Like many men with luxurious taste, Muhammad Ali would eventually adopt the Cartier Tank as one of his favored watches, but the younger Cassius Clay seen here in 1964 wears a more pedestrian yellow gold wristwatch with a round gold dial, secured on a gold bracelet.
How to Get the Look
Muhammad Ali’s constant movement—even shadowboxing with friends and reporters—necessitated a comfortably loose style of dressing that was still stylish for a young and popular public figure. His glen plaid suit with the jacket’s fashionably unique lapels and self-suspended trousers would work just as well with a conventional shirt and tie, but our athletic hero stylishly dresses it down with a colorful knitted sport shirt that echoes the suit’s windowpane check.
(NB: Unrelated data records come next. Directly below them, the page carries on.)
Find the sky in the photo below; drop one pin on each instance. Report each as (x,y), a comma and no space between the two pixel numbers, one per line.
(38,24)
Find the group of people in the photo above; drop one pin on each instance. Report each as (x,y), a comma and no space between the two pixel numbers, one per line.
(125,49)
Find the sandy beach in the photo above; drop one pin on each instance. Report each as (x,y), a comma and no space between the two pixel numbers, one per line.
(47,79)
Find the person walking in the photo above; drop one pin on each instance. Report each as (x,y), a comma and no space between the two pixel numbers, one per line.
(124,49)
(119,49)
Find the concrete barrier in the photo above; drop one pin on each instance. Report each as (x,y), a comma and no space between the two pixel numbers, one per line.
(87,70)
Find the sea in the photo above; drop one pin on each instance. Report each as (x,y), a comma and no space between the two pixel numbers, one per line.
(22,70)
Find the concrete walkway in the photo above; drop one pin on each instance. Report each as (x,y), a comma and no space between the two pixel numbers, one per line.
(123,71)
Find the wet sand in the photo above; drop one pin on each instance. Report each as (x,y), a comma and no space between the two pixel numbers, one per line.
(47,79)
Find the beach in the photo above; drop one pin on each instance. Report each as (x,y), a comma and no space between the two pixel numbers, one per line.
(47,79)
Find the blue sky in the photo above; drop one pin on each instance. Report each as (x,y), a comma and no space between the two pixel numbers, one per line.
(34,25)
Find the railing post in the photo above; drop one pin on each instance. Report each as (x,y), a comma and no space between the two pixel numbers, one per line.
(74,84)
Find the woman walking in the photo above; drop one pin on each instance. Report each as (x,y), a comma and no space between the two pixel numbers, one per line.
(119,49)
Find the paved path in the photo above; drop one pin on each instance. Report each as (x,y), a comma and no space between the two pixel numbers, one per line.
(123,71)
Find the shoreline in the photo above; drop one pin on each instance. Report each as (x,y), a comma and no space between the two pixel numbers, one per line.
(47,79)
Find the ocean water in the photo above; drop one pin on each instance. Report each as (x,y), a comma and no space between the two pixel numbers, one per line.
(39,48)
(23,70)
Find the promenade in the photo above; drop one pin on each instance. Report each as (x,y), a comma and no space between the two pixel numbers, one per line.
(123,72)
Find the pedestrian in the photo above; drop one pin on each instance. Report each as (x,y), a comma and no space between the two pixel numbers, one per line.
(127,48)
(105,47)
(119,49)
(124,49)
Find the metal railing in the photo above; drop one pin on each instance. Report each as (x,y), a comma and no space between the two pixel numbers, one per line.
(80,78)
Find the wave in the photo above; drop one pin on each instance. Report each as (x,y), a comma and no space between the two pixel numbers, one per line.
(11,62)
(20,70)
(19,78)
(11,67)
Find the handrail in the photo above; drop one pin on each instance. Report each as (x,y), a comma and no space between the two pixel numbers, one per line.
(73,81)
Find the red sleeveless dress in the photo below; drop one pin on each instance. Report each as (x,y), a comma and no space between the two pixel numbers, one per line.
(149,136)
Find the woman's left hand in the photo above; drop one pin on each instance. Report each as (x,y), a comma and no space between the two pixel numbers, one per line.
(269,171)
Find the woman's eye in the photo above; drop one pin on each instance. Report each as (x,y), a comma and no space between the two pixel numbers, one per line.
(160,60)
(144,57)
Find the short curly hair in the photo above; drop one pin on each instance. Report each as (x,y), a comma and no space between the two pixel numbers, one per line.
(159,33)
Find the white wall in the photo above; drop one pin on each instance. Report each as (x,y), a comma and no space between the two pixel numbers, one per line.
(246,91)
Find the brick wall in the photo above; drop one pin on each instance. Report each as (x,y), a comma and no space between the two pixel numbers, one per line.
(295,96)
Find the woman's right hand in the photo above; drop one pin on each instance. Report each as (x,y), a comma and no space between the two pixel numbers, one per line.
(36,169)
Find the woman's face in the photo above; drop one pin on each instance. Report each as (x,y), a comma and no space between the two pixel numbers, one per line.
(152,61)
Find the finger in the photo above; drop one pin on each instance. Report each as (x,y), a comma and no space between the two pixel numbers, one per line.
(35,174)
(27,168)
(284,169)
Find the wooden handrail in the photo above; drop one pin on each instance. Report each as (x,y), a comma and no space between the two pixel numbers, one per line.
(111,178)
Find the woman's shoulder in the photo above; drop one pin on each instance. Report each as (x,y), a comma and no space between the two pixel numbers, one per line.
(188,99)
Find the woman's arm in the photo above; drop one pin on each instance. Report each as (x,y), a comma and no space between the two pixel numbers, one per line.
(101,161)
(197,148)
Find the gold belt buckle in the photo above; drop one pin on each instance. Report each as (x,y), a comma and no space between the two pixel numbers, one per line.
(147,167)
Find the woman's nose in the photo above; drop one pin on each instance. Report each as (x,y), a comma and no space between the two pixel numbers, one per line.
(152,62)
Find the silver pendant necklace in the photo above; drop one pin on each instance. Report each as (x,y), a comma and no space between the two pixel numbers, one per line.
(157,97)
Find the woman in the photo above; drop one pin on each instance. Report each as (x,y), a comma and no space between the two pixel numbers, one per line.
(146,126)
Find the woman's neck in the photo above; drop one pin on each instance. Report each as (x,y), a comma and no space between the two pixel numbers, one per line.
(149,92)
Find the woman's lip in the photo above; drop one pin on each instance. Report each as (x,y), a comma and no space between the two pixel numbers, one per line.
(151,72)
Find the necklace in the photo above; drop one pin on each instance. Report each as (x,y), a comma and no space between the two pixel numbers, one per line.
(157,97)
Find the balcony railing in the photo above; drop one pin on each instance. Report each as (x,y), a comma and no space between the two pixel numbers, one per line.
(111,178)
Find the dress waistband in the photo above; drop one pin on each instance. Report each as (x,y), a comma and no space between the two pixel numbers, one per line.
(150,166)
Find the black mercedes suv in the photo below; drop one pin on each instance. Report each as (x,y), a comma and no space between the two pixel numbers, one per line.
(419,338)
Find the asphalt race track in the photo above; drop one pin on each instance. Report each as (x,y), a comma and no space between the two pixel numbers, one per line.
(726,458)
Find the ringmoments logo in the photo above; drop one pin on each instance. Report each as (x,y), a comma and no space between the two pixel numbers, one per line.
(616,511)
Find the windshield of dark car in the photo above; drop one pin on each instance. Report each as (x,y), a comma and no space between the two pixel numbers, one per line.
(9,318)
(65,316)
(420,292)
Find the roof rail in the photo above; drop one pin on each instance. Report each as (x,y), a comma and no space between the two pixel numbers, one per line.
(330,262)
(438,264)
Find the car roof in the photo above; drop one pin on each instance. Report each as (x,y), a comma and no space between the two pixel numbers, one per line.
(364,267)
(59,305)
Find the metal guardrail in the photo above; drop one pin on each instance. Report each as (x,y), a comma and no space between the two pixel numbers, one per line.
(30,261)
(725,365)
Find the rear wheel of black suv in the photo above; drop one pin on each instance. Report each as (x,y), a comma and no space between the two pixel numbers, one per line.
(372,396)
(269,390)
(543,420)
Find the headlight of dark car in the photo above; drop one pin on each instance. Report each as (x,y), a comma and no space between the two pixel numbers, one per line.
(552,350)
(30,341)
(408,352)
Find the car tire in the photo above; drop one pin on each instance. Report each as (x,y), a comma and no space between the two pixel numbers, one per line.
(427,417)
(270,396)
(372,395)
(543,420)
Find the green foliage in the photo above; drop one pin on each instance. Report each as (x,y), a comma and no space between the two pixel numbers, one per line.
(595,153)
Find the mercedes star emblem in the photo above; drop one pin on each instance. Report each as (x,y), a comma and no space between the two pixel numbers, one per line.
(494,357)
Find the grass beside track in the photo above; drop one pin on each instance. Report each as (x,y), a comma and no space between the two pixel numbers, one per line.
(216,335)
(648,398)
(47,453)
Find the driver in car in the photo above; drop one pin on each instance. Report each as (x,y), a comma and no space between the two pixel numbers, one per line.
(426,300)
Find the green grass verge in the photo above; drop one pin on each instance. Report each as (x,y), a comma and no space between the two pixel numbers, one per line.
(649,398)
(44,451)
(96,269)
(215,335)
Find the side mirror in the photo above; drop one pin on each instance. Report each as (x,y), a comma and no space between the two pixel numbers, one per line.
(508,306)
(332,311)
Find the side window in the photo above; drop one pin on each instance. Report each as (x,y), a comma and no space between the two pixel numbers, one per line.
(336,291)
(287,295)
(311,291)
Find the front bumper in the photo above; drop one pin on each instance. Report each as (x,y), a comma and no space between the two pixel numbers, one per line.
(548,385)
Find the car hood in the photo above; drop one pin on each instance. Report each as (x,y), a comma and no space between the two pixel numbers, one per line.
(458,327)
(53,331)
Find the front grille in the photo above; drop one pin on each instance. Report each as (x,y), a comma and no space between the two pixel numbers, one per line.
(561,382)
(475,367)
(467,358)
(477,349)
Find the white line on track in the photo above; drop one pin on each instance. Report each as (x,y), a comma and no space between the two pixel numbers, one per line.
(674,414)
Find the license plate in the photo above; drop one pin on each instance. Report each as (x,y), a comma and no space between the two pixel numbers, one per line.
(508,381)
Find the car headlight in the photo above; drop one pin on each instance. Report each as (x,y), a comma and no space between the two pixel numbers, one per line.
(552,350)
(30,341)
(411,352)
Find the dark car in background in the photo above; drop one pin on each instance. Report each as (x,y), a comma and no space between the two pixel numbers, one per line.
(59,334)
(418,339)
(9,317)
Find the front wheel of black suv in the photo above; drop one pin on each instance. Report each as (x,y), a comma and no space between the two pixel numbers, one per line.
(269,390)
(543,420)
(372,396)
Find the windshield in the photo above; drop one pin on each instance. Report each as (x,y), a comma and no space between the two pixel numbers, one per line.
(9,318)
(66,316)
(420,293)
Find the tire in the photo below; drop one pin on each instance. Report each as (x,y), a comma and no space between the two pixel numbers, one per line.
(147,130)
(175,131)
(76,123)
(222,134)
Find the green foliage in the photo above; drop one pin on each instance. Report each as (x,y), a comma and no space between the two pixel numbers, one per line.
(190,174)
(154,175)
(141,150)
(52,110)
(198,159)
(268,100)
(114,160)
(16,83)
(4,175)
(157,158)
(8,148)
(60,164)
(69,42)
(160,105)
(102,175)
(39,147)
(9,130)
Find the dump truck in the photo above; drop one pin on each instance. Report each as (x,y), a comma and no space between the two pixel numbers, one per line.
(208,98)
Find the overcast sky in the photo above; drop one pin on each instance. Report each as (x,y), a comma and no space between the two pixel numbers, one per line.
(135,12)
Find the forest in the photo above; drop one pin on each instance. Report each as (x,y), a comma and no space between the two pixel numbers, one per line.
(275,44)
- Light brown glen plaid, sky-blue windowpane, wool suit:
- Single-breasted 2-button jacket with semi-peak lapels, straight jetted hip pockets, 4-button cuffs, and short side vents
- Flat front trousers with extended hidden-hook waistband, slide-buckle side-adjusters, side pockets, button-through back pockets, and plain-hemmed bottoms
- Teal Ban-Lon knit short-sleeved shirt with white/blue-ticked edge stitching along large collar, ribbed front placket, and breast pocket (with pointed button-down flap)
- Walnut brown calf leather single monk-strap shoes with “quarter brogue” punched cap-toes
- Dark brown socks
- Gold watch on gold bracelet
If you’re looking for dark brown leather monk shoes with a non-cutaway single strap and a punched cap toe, options seem pretty limited as of January 2022:
- Magnanni “Lennon Monk Strap Shoe” in cuero leather (Nordstrom, $395)
- Nunn Bush “Newton Cap Toe Monk Strap” in brown (Nunn Bush, $57.90)
- Stacy Adams “Desmond Leather Cap Toe Monk Strap Loafer” in cognac (Nordstrom Rack, $79.97)
Do Yourself a Favor and…
Check out the movie, currently streaming on Amazon Prime Video and also available from the Criterion Collection.
You can also read more about the costumes in One Night in Miami from these sources:
- The Hollywood Reporter: ‘One Night in Miami’ Costumes Represent Historical Snapshot in Time by Cathy Whitlock
- IndieWire: Costuming ‘One Night in Miami’: A Wardrobe Fit for Four Black Icons of the ’60s by Bill Desowitz
- The Wrap: ‘One Night in Miami’ Costume Designer Explains How She Dressed 4 Iconic American Figures by Joe McGovern
Alexander the Great conquered the world at 30, and I conquered the world of boxing at 22 without so much as a scratch!